Direct indexing is a big buzzword right now as wealth managers try to get beyond vanilla index funds. Barrett Ayers, president of Adhesion, explains how these streamlined portfolios work and why they matter.
In extraordinarily volatile markets like we saw throughout 2020, financial advisors and institutions are under extreme pressure to not only calm and reassure clients, but also to reinforce their value proposition and retain existing client relationships while establishing new ones.
Now more than ever, advisors need to be careful about not passing along more expenses to clients whenever and wherever possible. One approach to help offset fees is to decrease product costs while increasing after-tax value through an investment approach known as “direct indexing.”
Direct indexing involves replicating the behavior of a stock index by purchasing all, or a representative sample of, the individual securities within the index. This is done by identifying the factors that drive index behavior then applying those factors to a smaller subset of securities.
Historically, the only way to purchase an index has been through the use of a pooled vehicle such as a mutual fund or exchange-traded fund (ETF). Of course, the downside of purchasing a single mutual fund or ETF is that tax management and personalization become impossible with a single security.
But recent technological advances, such as innovations in digital investment platforms that allow for automated, highly advanced optimization capabilities, have made individual security ownership of an index broadly accessible to retail investors.

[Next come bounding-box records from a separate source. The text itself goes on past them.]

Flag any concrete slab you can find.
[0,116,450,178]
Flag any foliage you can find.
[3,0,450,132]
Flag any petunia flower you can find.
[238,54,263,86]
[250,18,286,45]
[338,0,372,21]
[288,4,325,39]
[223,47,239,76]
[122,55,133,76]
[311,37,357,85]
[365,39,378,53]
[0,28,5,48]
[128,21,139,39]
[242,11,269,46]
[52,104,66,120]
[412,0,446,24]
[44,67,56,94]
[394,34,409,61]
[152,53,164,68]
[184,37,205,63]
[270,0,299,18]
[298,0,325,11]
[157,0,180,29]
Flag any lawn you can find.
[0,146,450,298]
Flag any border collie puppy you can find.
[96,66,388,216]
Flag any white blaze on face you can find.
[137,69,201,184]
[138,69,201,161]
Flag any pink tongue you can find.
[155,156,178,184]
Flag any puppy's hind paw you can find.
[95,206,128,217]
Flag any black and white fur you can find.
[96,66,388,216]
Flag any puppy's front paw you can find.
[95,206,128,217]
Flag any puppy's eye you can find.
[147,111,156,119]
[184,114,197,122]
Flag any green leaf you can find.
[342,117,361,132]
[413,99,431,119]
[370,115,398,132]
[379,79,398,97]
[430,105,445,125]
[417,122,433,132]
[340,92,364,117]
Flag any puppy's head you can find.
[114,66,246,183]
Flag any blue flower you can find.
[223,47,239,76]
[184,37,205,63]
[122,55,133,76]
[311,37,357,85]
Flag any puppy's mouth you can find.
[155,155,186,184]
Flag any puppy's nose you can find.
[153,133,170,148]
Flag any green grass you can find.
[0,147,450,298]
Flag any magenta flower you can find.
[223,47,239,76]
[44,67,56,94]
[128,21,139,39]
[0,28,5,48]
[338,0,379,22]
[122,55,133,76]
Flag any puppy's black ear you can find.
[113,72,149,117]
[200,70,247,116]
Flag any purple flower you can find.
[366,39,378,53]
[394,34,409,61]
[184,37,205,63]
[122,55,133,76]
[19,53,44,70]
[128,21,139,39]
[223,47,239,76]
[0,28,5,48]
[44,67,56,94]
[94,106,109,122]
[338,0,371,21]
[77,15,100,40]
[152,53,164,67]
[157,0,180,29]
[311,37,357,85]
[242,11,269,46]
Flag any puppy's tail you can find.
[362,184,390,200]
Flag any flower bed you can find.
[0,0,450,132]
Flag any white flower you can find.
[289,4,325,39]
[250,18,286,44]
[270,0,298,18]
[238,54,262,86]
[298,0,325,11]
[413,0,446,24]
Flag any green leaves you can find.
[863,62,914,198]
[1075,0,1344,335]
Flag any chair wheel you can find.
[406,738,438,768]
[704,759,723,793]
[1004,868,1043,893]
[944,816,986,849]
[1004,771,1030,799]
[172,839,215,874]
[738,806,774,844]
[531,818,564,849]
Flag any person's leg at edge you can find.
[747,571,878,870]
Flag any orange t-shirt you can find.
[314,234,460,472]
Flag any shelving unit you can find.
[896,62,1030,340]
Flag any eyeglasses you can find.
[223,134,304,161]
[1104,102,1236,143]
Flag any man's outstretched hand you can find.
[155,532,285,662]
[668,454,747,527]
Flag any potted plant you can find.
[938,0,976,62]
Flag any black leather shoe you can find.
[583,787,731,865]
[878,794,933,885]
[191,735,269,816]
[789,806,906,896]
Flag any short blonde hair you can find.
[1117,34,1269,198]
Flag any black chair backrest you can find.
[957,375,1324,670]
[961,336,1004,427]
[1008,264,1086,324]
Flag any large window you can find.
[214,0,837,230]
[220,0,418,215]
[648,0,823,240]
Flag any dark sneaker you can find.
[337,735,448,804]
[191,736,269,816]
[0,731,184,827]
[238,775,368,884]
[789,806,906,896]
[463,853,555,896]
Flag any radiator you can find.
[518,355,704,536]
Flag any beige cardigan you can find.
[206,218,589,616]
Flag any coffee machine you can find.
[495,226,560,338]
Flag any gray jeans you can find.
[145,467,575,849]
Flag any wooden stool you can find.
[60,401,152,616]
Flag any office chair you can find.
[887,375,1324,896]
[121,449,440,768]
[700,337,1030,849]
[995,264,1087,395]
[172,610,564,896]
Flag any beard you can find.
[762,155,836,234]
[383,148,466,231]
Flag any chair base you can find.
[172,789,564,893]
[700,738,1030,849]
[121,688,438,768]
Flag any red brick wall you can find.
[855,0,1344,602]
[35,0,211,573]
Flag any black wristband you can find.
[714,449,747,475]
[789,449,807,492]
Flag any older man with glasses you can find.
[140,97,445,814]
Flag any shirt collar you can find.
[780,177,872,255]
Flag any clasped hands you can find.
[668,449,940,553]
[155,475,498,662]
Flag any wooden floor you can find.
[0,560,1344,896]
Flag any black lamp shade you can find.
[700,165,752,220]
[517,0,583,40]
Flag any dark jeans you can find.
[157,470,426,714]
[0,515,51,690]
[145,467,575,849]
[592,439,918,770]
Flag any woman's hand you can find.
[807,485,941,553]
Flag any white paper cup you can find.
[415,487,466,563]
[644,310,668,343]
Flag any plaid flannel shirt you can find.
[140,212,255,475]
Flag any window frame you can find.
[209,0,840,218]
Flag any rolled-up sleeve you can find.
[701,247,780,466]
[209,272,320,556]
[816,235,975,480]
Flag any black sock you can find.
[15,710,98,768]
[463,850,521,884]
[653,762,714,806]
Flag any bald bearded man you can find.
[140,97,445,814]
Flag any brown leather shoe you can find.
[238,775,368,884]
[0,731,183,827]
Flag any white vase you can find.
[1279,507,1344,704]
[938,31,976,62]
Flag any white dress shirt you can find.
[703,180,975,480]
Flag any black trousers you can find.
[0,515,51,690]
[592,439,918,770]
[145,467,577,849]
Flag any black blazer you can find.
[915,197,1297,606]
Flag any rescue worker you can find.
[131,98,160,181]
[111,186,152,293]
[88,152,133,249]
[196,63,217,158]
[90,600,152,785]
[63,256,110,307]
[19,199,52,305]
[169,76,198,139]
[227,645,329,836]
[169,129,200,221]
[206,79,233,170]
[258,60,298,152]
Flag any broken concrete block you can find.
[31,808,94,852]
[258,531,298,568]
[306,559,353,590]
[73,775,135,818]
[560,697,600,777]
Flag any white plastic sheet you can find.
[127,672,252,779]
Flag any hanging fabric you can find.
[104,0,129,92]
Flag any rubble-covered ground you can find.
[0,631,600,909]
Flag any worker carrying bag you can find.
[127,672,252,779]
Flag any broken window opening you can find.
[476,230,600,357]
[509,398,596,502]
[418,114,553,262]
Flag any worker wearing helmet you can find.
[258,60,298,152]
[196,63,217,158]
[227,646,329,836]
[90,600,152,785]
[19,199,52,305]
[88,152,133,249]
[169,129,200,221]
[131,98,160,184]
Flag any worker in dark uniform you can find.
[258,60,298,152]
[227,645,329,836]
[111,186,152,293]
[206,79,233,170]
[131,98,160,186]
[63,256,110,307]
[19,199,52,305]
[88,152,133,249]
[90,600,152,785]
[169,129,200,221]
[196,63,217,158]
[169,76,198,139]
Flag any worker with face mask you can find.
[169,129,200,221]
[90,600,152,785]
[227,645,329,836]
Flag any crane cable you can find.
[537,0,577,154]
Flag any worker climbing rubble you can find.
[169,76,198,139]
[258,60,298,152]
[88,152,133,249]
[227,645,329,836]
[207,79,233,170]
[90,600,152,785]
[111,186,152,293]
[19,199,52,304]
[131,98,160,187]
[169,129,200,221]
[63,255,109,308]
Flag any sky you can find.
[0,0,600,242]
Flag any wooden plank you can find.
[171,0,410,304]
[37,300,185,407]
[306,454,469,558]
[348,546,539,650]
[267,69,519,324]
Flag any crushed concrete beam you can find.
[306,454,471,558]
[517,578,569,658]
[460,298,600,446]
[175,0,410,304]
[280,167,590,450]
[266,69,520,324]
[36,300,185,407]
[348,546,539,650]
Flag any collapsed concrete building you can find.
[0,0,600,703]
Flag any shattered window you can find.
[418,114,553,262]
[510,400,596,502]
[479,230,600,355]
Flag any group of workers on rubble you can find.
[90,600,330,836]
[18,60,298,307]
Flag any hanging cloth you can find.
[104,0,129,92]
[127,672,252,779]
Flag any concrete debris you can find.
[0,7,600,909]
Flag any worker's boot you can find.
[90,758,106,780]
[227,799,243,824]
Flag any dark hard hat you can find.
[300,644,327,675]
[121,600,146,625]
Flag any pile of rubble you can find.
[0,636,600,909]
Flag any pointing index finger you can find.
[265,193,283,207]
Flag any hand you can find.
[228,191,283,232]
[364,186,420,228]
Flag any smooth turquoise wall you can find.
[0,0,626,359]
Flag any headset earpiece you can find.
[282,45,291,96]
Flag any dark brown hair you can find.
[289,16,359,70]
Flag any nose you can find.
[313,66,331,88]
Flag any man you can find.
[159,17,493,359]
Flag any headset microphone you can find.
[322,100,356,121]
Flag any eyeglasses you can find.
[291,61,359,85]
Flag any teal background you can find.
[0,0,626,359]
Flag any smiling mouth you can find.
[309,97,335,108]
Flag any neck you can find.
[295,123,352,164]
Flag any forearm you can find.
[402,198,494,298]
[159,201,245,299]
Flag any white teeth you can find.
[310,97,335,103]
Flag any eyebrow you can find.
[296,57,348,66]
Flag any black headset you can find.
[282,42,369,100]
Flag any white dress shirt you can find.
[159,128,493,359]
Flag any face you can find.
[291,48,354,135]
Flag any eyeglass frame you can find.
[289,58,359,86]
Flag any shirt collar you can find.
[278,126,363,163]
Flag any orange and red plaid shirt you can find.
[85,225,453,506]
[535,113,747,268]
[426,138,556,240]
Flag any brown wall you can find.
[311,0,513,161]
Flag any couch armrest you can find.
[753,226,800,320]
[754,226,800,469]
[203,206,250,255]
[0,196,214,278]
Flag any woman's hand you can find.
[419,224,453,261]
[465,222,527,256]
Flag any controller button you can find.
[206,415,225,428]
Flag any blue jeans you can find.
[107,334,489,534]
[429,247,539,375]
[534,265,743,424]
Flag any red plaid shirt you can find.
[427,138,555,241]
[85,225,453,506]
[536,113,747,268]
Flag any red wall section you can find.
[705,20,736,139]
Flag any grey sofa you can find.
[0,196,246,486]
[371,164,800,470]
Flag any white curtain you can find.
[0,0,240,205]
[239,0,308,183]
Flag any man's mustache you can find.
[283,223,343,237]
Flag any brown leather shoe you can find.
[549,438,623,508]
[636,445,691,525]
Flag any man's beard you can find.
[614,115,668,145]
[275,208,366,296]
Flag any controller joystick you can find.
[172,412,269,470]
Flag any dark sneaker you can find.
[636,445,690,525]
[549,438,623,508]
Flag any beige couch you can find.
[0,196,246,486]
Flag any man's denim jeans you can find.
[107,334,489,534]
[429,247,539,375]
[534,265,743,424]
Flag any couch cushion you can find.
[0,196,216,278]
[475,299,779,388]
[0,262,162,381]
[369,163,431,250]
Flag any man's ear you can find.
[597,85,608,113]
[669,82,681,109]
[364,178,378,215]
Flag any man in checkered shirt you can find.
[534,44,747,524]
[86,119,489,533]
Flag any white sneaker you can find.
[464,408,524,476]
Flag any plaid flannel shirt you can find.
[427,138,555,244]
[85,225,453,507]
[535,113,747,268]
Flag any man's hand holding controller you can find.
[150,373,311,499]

What used to take days or even weeks to build index-based investment strategies can now be done in minutes, giving advisors the ability to replicate exposure to the risk and reward characteristics of an index at click-button pace without losing the ability to customize portfolios—all from a single platform and with tax-aware upsides.
Direct indexing is an extremely valuable tool for advisors that are looking to incorporate the risk and reward predictability of an index into a multi-asset class portfolio. And when used within a Unified Managed Account (UMA) where other individual securities are held, the tax benefits can be significant. A direct index is utilized within a UMA by enabling active tax-loss harvesting, gains deferral for withdrawals as well as the ability to absorb legacy holdings and positions sold by other managers – into the direct index. And at the cost of a typical passive investment, a direct index can sometimes be a cost-efficient way to preempt fee compression conversations with clients all while offering a differentiated solution that showcases an advisor’s unique value.
Furthermore, our Index Series can help serve several portfolio construction mandates, including providing a core module inside of a larger core/satellite portfolio and as a suitable way to express a client’s environmental, social and governance (ESG) preferences that could not be expressed through a pooled vehicle like an ETF or a mutual fund.
While this may be a newfound approach for some, at Adhesion Wealth we have been providing direct indexing strategies for more than 12 years, helping advisors bring their clients the potential benefits of high-quality indices and investment strategies.
Direct indexing capabilities like these will not only help you keep your clients’ investment goals aligned across market conditions more easily and effectively, they can also help you to build trust across your client base and solidify your value-add.